Llevo cinco años sin publicar un libro. Escribo a ratos perdidos frases sueltas, anoto ideas, presento a los lectores esta columna que trata de mirar de forma a veces amable, a veces ácida, lo que no queremos o sabemos ver, pero no escribo, yo sé bien de lo que hablo.

No tengo una novela en la cabeza ni siquiera un libro de cuentos. Miento, tengo una novela y muchos cuentos, pero no quiero sentarme a rumiarlos, a tirar del hilo de la urdimbre, porque me da miedo acariciar con el dedo la materia de la que está hecha esta idea, aunque no puedo evitar rozar el hueco donde se esconde, como quien no puede dejar de pasar la lengua por el lugar vacío que antes ocupaban un diente o una muela. 

Estoy en barbecho, miento cuando me preguntan. Yo sé que la siembra está ya hecha, han crecido raíces bajo tierra y late en ella una línea primera que acabará brotando cualquier día. La contengo como puedo, con mil encargos, mil tareas, con la vida que acaba por arrastrarnos lejos de lo que más nos gusta hacer aunque nos duela. 

Quiero y no puedo escribir esta historia que se escribirá sola cuando ella decida. No siempre puede contenerse un río ni hay dique que resista cuando hasta el ingeniero ha diseñado también las grietas. Mientras, ya digo, disimulo como puedo. 

Enredo, me dejo enredar por temas periféricos, y me engaño diciendo que la realidad ya está lo suficientemente teñida de ficción para echar más leña al fuego. Sé que lo que quiero contar no es ficción, pero me dejo acunar por palabras mentirosas que despiertan luego como fieras, en mitad de la noche, cuando llega la hora de la verdad desnuda. 

Mientras, ya digo, miro a mi alrededor y trato de dejarme seducir por esta realidad de textura gomosa que parece cubierta por una sábana translúcida.

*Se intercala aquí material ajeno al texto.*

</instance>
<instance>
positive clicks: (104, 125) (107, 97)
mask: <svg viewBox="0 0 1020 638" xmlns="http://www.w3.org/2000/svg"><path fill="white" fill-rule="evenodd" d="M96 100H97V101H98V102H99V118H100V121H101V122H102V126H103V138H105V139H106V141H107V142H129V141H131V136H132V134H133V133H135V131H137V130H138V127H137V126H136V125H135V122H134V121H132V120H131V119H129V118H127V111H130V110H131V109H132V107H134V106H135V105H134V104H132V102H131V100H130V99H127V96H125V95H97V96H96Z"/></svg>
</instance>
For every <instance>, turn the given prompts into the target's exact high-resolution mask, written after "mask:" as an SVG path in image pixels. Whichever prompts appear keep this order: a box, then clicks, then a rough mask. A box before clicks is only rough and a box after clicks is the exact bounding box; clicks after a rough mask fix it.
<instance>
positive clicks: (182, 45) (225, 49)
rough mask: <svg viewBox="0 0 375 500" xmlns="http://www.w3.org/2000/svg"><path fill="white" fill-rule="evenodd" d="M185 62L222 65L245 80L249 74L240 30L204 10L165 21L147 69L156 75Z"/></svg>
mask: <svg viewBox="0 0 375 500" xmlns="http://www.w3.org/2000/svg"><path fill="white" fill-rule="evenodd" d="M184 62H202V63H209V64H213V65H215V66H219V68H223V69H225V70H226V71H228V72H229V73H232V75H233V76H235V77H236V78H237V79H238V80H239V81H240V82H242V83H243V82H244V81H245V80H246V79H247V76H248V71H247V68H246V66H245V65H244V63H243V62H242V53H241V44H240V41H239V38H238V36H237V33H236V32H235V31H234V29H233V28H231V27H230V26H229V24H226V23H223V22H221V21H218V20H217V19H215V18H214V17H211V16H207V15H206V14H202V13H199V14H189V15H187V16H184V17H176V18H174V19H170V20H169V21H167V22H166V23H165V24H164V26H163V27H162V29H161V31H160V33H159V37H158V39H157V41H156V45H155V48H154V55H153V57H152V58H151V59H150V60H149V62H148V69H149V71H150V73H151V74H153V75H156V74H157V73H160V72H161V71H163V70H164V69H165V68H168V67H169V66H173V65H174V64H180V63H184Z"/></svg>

Miro por ejemplo a mis alumnos de doce años, a los de quince, en los que ya se adivinan los hombres y mujeres que serán si es que les dejan. Han pasado un curso horrible de ventanas abiertas, gorros, bufandas y guantes, guardando distancias, sin excursiones, teatros ni museos. Se han comportado como los adultos que no son, mucho mejor que si lo fueran. Ellos no han salido en los telediarios por la gesta gloriosa de haber sabido comportarse, de aguantar la lluvia gris que les ha caído encima semana tras semana. Los miro con sus mascarillas, sus apuntes, las ganas de comerse el mundo contenidas tras sus carpetas. Hay otros héroes, otras batallas, otras épicas. No escribo ficción pero hablo de lo que veo. Rindo homenaje a nuestros alumnos, a nuestros compañeros. 

La punta de la lengua lame el hueco donde se nota una ausencia que necesita ser contada. La entretengo con estas cosas que son mucho más importantes. Los temas está ahí, en el patio del instituto, en los telediarios, en ese dejarse arrastrar tras una libertad cuya conquista no tiene nada que ver con los que rugen su nombre en vano. 

No escribo pero escribo. Yo me entiendo. Y ese hilo del que tiro ahora no aligera la urdimbre, sino que la hace más pesada, hasta que como un vómito oscuro, sienta la urgente necesidad de sentarme de una vez, deje de mirar el mundo y empiece a contármelo, para entenderlo, para que nada se pierda, para hacer lo que hacen siempre los que escriben, incluso los que no nos creemos escritores, incluso nosotros, los poseídos por el abismo y el vértigo.